Anche il nostro Paese deve partecipare a questo processo di avanzamento, favorendo
l'innovazione a partire dalla "domanda", dalla società e dalle nuove generazioni, già pronte a
mettersi in gioco. Garantire la presenza dei cittadini nella ricerca delle soluzioni, nella
costruzione delle relazioni e dei modelli innovativi genera interventi istituzionali - messi in
campo da governi e comunità - che hanno un grande impatto sulle più importanti sfide
dell'umanità.
8) PRATICARE IL CAMBIAMENTO
Nel ventennio del Berlusconismo, della nuova corruzione dilagante, del discredito delle
istituzioni a cui fanno da contraltare fenomeni di facile quanto vacuo populismo, siamo
invitati a fare più e meglio perché è forte il disorientamento e la sfiducia nei confronti delle
istituzioni e della politica ed è forte la richiesta di una partecipazione diretta, trasparente e
pulita.
In questa stagione riteniamo indispensabile richiamarsi ad una nuova sensibilità civile, ad
un corretto vivere e ad un rapporto trasparente tra rappresentanti e rappresentati che fanno
parte della stessa comunità, sia essa un partito, un circolo, un comune o l'intero stato.
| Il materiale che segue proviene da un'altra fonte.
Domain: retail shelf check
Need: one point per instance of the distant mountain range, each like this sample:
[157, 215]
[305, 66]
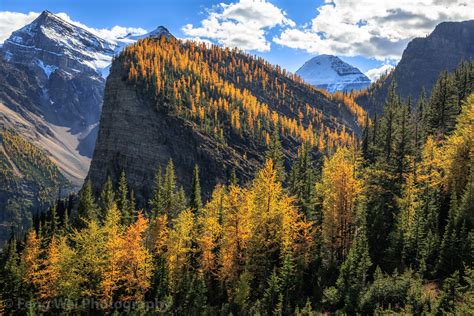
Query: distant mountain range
[332, 74]
[52, 80]
[422, 62]
[219, 115]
Nessuno vuole più prendere parte ad un rito, ma trovare il proprio modo di partecipare
all'insegna del concetto principale: la condivisione.
Relazioni e non gerarchie, reti e non piramidi, perché tutti quelli che hanno competenze e
qualcosa da dire (e si sentono di dirlo) possano farlo.
Comprensibilità del processo, trasparenza e tracciabilità delle decisioni, partecipazione e
apertura alla società sono i nostri obiettivi.
Non solo regole, però: altrettanto importanti sono lo stile, i comportamenti e le modalità di
rapporto tra politica e cittadini.
La convinzione è che discutere e adottare nuovi comportamenti debba essere un segno di
protagonismo del Partito Democratico, del centro sinistra, e dei suoi militanti e dirigenti.